Over the past few weeks, we’ve been building two interactive installation pieces for the lobby of GE’s headquarters in Fairfield, Connecticut. The pieces are part of the GE Works campaign, which describes and organizes the company’s work with four verbs: Powering, Curing, Building, and Moving. Our job was to show how data can illustrate these first two activities.
To share the installations online, we created a pair of videos (seen above and below) that capture how the interactive pieces work and what they depict.
For the “Powering” piece, we worked with data about the location and power output from 713 GE gas turbines during fifteen days.
For “Curing,” we tracked 125,530 CT and MR scans conducted using GE equipment during a 24-hour period. Aesthetically, the pieces had to work from a distance in the physical space of a lobby, which called for some different design decisions than an online tool would require. Still, we wanted it to be clear that the pieces are informed by real data, generated by machines at work in the real world. Real data has structure, and this structure informs the design.
The difference between generative art and a visualization based on real data is that with the latter, the viewer can visually decode the piece. Order, shape, size, direction, and color all have meaning. The dots originating from the globe in the “Curing” piece, for instance, represent the locations where the scans took place.
In the “Powering” data set, we discovered that turbines located in the same area work together for efficiency and sustainability. Globally, there’s no intentional, overarching structure to how the turbines fire up. Yet patterns emerge when turbines sharing time zones turn on and off at the same time. You can see these correlations in the final piece: the illuminated lines rolling towards the center at the same time indicate turbines turning on in unison. This wouldn’t happen with artificially generated data.

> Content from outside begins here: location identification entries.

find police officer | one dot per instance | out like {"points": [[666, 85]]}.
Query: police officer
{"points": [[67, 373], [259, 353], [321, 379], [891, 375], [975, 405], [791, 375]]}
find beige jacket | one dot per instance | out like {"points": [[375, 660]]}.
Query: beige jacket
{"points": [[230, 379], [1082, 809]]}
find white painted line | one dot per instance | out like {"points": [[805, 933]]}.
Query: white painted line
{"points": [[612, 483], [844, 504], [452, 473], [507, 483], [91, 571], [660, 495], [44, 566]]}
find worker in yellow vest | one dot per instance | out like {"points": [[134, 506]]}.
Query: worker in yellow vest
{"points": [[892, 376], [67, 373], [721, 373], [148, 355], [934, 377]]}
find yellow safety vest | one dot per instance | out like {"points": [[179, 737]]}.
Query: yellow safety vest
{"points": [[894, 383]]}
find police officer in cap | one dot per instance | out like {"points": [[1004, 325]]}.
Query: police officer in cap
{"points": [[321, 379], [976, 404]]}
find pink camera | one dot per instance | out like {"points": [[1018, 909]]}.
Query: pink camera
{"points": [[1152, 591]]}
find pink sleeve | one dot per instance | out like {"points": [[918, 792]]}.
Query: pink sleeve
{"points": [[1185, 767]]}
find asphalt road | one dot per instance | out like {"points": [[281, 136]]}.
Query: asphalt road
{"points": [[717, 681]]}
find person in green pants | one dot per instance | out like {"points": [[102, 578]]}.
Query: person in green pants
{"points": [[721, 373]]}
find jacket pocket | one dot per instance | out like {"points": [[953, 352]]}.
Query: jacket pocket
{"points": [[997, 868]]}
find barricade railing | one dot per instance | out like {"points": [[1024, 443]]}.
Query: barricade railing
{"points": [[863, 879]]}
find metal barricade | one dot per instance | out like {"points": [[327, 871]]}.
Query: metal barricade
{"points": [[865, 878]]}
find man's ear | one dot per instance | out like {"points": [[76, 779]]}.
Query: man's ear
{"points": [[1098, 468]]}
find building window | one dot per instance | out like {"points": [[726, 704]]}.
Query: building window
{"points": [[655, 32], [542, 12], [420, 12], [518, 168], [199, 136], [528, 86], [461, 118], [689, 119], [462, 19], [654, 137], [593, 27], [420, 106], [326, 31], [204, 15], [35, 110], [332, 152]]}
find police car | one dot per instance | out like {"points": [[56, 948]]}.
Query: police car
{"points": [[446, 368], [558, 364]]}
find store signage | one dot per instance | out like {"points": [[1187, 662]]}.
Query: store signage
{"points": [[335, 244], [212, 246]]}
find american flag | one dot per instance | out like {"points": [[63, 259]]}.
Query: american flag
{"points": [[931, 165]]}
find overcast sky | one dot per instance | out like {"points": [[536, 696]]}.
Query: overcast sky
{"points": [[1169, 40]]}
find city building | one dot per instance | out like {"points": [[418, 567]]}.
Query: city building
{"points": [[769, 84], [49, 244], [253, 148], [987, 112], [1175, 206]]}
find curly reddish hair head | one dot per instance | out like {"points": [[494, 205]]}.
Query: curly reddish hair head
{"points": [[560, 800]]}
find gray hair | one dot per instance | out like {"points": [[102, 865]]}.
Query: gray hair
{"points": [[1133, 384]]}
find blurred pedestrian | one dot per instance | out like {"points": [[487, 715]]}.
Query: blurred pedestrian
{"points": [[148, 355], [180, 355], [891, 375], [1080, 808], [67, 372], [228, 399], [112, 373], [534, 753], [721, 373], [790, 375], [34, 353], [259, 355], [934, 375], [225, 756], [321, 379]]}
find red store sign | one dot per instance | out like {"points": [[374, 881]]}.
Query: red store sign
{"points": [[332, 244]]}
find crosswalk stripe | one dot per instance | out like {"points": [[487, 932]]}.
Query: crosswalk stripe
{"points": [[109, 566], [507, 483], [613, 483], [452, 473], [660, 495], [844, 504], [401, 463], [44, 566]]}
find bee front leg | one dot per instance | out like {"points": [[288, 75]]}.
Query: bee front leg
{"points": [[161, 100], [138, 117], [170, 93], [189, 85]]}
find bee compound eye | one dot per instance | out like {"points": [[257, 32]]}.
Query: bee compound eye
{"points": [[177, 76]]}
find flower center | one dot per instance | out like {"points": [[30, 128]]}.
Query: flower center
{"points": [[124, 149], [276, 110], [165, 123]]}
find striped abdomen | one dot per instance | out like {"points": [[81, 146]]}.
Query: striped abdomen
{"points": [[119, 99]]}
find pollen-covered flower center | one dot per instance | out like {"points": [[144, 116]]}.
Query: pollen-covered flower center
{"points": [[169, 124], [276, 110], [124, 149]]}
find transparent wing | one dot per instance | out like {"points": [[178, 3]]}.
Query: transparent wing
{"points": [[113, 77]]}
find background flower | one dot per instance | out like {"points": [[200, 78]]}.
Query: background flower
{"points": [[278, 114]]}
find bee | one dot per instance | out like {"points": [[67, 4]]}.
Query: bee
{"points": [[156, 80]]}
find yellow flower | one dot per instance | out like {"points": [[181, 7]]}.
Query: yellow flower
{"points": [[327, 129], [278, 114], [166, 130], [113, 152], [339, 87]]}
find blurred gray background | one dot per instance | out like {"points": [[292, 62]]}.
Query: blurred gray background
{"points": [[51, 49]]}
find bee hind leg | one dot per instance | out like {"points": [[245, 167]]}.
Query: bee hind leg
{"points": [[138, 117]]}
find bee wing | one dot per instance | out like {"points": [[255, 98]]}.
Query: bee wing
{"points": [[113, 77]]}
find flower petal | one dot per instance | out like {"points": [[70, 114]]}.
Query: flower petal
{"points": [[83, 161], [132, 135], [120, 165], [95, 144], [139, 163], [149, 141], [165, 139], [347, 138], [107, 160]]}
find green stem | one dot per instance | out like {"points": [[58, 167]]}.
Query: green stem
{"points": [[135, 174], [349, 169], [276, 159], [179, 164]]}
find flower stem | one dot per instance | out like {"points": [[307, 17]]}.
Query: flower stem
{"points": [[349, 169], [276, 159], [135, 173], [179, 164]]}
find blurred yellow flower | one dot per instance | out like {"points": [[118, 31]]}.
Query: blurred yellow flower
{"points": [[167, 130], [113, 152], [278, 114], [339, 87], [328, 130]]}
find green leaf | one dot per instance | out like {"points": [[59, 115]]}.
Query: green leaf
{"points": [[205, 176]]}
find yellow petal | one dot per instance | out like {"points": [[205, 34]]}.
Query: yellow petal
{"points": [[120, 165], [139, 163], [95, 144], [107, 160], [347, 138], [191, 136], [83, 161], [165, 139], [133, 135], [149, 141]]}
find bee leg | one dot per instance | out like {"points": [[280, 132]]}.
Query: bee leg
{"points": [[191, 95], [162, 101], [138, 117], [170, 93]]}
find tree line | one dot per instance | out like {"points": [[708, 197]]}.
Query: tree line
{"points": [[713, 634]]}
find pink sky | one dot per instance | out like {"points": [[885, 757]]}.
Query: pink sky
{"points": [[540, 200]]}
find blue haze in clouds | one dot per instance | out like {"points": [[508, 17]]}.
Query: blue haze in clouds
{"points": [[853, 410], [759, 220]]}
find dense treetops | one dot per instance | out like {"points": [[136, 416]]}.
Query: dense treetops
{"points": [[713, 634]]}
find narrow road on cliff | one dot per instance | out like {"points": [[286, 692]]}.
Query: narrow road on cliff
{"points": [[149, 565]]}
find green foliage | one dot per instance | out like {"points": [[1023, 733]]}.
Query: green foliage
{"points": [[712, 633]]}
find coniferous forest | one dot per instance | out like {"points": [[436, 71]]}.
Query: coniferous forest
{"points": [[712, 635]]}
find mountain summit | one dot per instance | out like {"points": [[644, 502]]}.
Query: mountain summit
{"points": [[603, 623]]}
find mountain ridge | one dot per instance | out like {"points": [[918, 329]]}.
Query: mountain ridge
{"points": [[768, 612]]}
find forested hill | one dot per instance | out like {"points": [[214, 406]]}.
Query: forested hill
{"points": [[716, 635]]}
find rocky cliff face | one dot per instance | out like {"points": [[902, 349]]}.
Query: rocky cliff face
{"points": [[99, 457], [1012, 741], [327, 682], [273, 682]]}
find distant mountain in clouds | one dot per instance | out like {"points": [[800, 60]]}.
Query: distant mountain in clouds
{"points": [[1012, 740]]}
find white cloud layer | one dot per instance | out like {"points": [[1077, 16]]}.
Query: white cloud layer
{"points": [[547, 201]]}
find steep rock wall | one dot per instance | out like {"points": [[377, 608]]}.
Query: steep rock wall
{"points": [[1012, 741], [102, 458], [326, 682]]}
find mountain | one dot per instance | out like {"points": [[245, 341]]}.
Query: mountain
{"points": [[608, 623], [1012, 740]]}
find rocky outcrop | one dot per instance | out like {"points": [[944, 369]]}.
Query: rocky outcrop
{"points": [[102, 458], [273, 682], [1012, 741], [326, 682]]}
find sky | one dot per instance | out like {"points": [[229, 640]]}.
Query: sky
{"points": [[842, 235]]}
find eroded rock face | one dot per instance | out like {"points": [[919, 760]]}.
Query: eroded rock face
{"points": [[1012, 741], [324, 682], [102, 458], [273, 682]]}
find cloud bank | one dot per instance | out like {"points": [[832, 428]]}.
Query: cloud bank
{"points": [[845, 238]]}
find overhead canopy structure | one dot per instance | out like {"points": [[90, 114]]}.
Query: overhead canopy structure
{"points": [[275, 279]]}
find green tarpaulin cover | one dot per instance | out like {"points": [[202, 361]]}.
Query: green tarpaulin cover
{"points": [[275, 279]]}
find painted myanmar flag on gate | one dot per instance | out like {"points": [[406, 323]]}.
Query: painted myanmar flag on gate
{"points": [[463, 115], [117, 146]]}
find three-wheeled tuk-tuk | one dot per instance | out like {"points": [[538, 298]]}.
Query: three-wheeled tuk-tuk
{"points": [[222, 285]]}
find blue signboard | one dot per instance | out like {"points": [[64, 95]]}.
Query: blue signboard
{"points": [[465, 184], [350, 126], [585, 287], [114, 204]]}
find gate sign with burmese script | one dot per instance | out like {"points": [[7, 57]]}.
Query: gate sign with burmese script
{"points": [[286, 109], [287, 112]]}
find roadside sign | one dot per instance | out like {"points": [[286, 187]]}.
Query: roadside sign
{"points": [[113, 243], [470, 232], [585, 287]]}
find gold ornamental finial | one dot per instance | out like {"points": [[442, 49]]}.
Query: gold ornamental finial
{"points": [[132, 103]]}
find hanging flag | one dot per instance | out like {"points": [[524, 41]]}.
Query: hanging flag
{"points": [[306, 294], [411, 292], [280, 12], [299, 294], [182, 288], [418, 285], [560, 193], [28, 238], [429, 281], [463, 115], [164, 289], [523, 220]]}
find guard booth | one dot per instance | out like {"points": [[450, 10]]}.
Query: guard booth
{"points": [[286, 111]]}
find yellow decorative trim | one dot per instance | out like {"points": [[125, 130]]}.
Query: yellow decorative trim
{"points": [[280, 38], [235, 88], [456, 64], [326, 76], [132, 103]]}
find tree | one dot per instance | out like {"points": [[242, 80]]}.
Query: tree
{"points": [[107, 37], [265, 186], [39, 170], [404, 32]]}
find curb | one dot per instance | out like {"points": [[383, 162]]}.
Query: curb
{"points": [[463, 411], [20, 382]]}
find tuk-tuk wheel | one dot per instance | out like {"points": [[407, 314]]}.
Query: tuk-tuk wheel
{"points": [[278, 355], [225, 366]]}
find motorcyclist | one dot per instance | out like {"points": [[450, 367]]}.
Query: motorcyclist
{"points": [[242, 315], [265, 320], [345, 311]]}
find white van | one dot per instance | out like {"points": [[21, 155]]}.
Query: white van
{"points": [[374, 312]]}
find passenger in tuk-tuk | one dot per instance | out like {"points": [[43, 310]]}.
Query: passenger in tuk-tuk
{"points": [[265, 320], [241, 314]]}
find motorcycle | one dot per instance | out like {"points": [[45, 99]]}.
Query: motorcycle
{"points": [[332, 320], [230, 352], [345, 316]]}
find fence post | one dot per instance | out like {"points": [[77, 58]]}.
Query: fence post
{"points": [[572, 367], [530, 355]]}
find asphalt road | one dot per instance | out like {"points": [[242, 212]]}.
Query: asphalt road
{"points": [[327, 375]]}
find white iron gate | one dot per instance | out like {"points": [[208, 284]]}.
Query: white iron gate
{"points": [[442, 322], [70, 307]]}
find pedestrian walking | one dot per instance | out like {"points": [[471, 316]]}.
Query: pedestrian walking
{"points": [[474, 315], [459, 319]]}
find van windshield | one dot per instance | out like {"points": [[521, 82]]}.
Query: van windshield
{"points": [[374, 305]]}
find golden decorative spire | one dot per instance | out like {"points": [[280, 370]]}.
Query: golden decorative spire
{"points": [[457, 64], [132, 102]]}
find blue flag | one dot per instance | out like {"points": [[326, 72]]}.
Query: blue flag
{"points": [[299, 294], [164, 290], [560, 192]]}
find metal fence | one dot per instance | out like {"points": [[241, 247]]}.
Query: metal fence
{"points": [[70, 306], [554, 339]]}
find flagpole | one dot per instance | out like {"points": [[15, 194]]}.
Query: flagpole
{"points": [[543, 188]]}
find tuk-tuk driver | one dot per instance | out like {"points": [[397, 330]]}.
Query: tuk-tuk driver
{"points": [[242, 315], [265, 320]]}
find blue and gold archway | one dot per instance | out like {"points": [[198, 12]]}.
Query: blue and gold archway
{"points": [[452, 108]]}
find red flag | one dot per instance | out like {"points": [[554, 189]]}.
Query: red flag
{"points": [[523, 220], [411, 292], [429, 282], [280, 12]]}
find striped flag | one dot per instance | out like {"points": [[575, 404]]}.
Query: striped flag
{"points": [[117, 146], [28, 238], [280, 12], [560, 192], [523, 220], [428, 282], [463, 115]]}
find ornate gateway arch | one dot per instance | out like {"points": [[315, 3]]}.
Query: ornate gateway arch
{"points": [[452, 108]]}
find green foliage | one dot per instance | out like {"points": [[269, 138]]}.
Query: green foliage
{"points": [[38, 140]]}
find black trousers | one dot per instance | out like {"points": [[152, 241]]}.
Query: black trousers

We chose each design element to best highlight what the data represented. The designs either evoke thoughts of the actual events and actions that the data signifies (turbines turning on, electricity being generated) or show a story of time and scale that is otherwise difficult to grasp (what do 135,000 scans really look like? What do they look like when spread across five continents?).
The designs also allow for different perspectives in a single interface. The globe in “Curing” shows the geo-location of the scans; simultaneously the timelines indicate the number of scans occurring each minute. The wheel in “Powering” shows the correlation of turbines turning on at the same time that it shows each turbine’s location and power output. This ensures that no data point is presented without context that lets an audience put it in perspective.
Even if these visualizations are small stories, just short glimpses into a larger story of activity across the world, they still reward the audience for taking an interest and a closer look. They make accessible actual numbers and output that would otherwise be buried in a spreadsheet.
The pieces are now being displayed on a large touch screen wall in the GE lobby. They were also on display during the World Economic Forum Annual Meeting in Davos.
We turned to our friends for the soundtracks: for Powering, Gloobic produced From there to, and Oslo electric by Eric Gunther is the backdrop for Curing.